Nutro também a esperança de que os resultados de diálogos bilaterais e
multilaterais, que têm chegado a notáveis convergências e consensos em
muitos assuntos controversos, possam ser levados criativamente para a
prática. Almejo que a hospitalidade eucarística possa ser praticada em
determinadas circunstâncias, por exemplo, em encontros ecumênicos. Uma
regulamentação mais flexível e pastoral em relação a matrimônios mistos
também seria desejável.
IHU On-Line - Qual deve ser a participação das igrejas cristãs em temas
como a superação da pobreza e a garantia dos direitos humanos? De que
maneira e através de quais ações as igrejas podem participar desses
debates?
Walter Altmann - Esta é uma área em que tradicionalmente tem havido entre
as igrejas uma acentuada cooperação. A eficácia da “voz profética” das igrejas
aumenta na medida em que elas podem assumir em conjunto temas como os
mencionados, da superação da pobreza e da garantia dos direitos humanos.

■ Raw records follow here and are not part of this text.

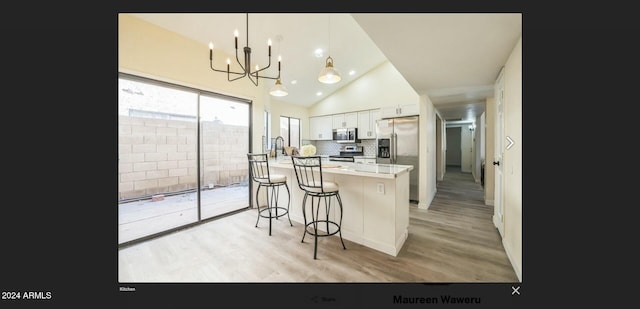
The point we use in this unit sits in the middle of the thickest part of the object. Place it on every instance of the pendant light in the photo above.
(278, 90)
(329, 75)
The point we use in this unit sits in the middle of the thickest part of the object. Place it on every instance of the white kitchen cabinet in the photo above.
(399, 110)
(367, 123)
(375, 202)
(364, 160)
(347, 120)
(321, 128)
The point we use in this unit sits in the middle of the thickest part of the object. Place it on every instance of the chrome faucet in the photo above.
(275, 151)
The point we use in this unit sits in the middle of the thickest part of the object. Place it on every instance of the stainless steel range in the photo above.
(347, 153)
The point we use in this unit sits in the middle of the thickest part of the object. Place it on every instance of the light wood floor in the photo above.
(453, 241)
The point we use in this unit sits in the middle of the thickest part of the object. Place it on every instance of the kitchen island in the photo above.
(375, 199)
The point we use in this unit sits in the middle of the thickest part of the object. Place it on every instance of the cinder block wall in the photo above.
(159, 155)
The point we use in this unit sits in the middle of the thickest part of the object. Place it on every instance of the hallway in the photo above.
(456, 234)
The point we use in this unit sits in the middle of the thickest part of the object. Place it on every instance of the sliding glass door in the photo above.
(181, 156)
(224, 144)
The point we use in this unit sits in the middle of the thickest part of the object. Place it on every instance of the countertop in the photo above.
(349, 168)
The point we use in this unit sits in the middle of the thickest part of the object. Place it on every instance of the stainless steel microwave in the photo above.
(346, 135)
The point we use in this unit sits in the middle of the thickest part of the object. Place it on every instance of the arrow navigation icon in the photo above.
(511, 142)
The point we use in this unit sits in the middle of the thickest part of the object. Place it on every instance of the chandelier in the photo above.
(254, 76)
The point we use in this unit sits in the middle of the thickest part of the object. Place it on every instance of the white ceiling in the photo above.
(452, 58)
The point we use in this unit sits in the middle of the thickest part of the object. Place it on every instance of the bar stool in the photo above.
(309, 175)
(259, 169)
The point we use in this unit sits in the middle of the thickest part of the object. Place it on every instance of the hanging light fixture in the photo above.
(254, 76)
(329, 75)
(278, 90)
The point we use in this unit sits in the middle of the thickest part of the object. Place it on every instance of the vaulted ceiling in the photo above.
(453, 58)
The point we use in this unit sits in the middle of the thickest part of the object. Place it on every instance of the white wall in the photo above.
(489, 109)
(382, 86)
(278, 108)
(427, 174)
(150, 51)
(512, 159)
(385, 86)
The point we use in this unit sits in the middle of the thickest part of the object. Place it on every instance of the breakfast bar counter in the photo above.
(375, 200)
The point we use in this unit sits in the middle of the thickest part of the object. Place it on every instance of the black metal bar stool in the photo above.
(259, 169)
(309, 175)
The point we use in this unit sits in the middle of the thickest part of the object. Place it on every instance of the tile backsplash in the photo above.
(333, 148)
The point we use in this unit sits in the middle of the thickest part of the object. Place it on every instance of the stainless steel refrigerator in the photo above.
(397, 143)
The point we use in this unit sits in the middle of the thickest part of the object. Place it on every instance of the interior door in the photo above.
(498, 218)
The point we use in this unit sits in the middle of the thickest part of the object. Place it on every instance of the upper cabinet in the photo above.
(348, 120)
(367, 123)
(320, 128)
(400, 110)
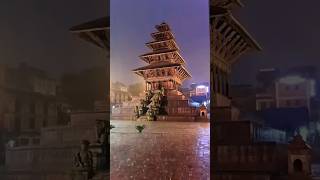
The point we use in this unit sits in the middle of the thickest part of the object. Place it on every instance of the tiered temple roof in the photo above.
(166, 64)
(228, 40)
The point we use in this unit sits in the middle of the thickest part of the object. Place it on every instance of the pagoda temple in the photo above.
(166, 71)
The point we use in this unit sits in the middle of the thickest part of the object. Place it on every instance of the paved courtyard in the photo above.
(163, 151)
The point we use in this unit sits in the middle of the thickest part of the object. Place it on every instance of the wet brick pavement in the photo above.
(163, 151)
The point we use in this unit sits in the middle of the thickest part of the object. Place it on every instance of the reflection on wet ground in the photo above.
(164, 150)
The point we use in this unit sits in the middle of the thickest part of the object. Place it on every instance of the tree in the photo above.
(136, 89)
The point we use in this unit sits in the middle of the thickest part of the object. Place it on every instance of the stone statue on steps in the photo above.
(83, 160)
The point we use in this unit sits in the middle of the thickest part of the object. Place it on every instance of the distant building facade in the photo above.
(118, 93)
(292, 89)
(29, 102)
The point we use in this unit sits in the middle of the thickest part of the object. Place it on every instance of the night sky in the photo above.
(37, 32)
(132, 21)
(287, 30)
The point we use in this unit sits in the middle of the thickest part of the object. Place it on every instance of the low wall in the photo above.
(40, 158)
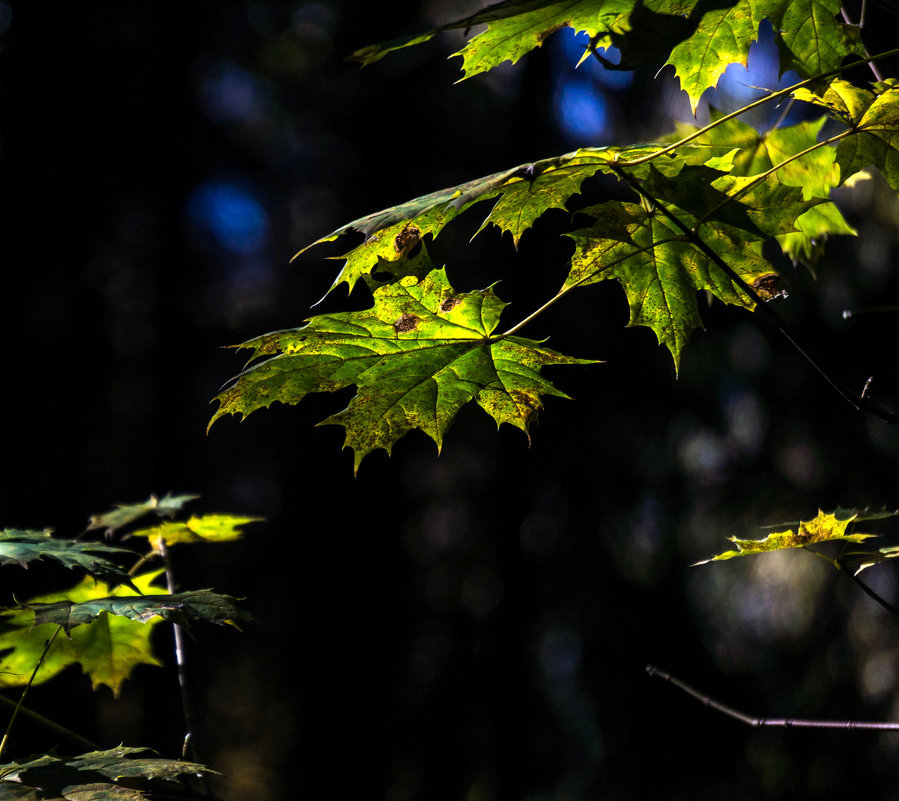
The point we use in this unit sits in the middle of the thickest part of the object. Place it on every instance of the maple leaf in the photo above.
(515, 27)
(521, 195)
(815, 172)
(810, 38)
(824, 528)
(660, 264)
(50, 777)
(126, 513)
(208, 528)
(417, 356)
(24, 546)
(108, 650)
(876, 139)
(180, 607)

O Conselho Mundial de Igrejas, em sua recente assembleia, em Busan,
Coreia do Sul, abordou de forma especial assuntos relacionados à justiça e à
paz.
Já a Federação Luterana Mundial - FLM realizará sua próxima assembleia
em 2017 (nos 500 anos da Reforma) emWindhoek, Namíbia, enfocando em
seu tema e subtemas que nem a salvação, nem o ser humano, nem a criação
podem ser objetos de comercialização (not for sale). Nessas áreas temos hoje
um grande consenso entre as diferentes confissões cristãs.

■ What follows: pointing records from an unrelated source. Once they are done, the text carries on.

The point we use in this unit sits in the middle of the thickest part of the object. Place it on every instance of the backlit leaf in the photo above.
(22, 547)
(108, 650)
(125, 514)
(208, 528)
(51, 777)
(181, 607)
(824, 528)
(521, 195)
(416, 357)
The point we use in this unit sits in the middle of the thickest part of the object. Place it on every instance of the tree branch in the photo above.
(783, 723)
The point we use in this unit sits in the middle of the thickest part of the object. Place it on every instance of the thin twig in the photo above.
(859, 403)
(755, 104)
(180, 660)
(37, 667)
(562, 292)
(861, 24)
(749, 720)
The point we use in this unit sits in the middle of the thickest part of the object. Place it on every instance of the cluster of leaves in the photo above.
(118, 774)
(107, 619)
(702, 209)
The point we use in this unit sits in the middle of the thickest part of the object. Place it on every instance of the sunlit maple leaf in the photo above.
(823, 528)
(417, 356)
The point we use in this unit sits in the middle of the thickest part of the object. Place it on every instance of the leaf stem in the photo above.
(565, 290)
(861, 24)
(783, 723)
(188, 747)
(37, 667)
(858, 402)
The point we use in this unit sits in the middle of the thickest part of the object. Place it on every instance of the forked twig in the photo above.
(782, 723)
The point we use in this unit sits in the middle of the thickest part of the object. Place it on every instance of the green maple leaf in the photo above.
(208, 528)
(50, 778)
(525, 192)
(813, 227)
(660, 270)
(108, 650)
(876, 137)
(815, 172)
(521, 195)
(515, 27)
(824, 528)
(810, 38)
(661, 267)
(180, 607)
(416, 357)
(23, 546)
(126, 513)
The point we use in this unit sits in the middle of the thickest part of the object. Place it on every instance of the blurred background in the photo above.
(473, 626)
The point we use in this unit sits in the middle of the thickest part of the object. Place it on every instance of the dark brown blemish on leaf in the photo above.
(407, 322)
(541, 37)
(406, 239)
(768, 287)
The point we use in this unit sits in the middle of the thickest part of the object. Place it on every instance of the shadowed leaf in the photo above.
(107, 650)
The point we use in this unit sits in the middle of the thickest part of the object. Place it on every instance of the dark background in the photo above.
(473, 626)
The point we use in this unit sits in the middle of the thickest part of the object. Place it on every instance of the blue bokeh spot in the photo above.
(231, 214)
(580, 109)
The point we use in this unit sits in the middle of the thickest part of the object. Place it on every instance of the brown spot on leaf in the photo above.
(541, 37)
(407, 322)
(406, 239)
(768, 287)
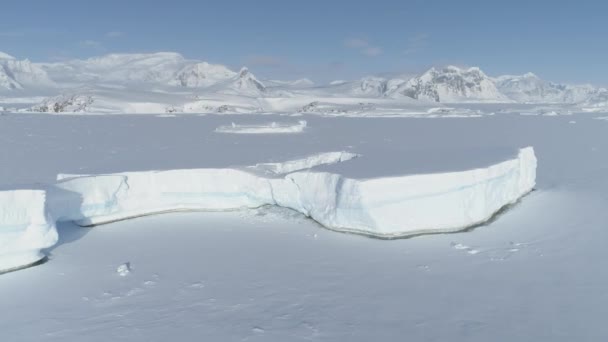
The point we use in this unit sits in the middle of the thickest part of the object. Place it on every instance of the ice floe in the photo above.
(270, 128)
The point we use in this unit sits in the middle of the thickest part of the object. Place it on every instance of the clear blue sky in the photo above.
(559, 40)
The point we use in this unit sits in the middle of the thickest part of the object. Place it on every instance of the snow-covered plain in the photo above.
(270, 274)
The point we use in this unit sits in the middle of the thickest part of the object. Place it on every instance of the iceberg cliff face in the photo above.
(389, 207)
(381, 207)
(25, 228)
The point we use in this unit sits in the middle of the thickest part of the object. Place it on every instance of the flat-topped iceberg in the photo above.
(25, 228)
(270, 128)
(382, 207)
(388, 207)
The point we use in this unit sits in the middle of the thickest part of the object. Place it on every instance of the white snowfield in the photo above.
(25, 228)
(388, 207)
(270, 128)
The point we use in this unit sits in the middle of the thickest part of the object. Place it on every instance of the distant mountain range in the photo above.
(169, 72)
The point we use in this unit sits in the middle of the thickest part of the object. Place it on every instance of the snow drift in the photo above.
(387, 207)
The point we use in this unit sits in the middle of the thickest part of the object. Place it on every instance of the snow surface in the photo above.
(267, 274)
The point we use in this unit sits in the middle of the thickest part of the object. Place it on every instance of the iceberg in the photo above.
(25, 228)
(387, 207)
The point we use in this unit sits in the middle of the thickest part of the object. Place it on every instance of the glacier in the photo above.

IHU On-Line - Deseja acrescentar algo?
Walter Altmann - Faço votos de que o Papa Francisco tenha pleno êxito em
seus empreendimentos, que as reformas sejam eficazes, e, por conseguinte, a
credibilidade da Igreja Católica se fortaleça, que seus gestos de dedicação
aos pobres inspirem o povo e autoridades políticas ao redor do mundo, que ele
persevere corajosamente no caminho que traçou e que os laços de
fraternidade com outras igrejas cristãs sejam estreitados.